Techno-economic analysis of conversing the low-grade heat to hydrogen by using reverse electrodialysis – Air gap diffusion distillation coupled method for iron and steel industry

This study devotes to the reverse electrodialysis (RED) – air gap diffusion distillation (AGDD) coupled system of converting the low-grade waste heat recovered from the steel production to hydrogen for steelmaking. This approach not only recovers waste heat but also reduces carbon emissions. To assess the feasibility of the coupled system, a techno-economic model has been developed. The influences on the levelized cost of hydrogen (LCOH) of the ion exchange membranes (cost and lifetime), the operating condition of RED stack (current density and feed solution velocity), the AGDD unit (feed solution flowrate), and the numbers of RED stacks in a multistage series system are investigated.
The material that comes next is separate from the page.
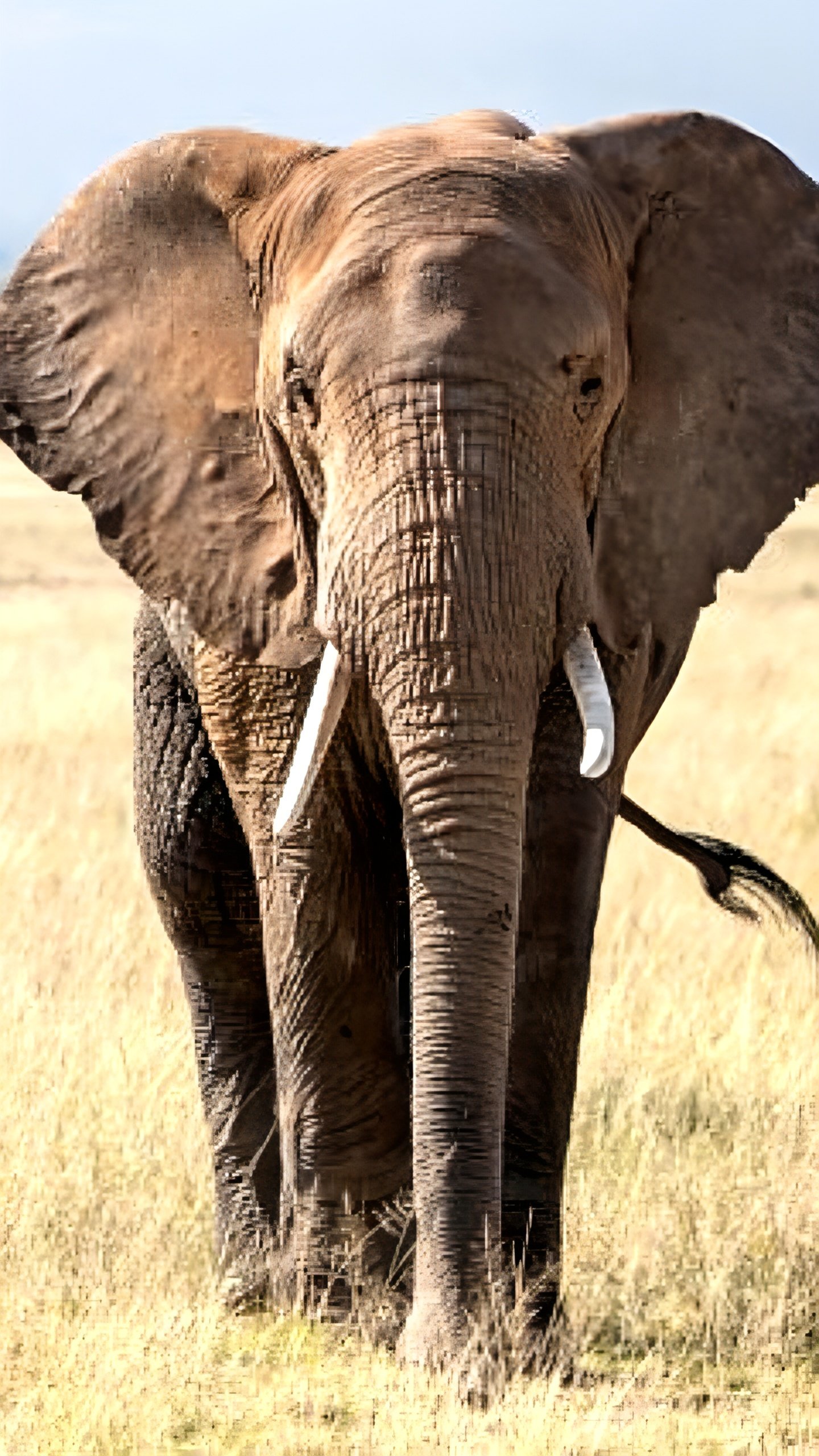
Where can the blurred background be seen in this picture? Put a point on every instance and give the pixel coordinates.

The high price of ion exchange membrane is currently the main factor causing non-commercialization, which is almost 6.63–19.9 times larger than the LCOH of hydrogen production from renewable electricity. The membrane lifetime is the critical factor in increasing the maximum permitted membrane cost. Assuming the membranes cost is 1 RMB/m2, the optimal current density, feed solution velocity (in RED stack), and the solution volume flowrate (in AGDD unit) of are 50 A/m2, 0.00075 m/s, and 0.7 m3/h, respectively. The series systems take a considerable advantage in reducing the required AGDD units compared with one stage.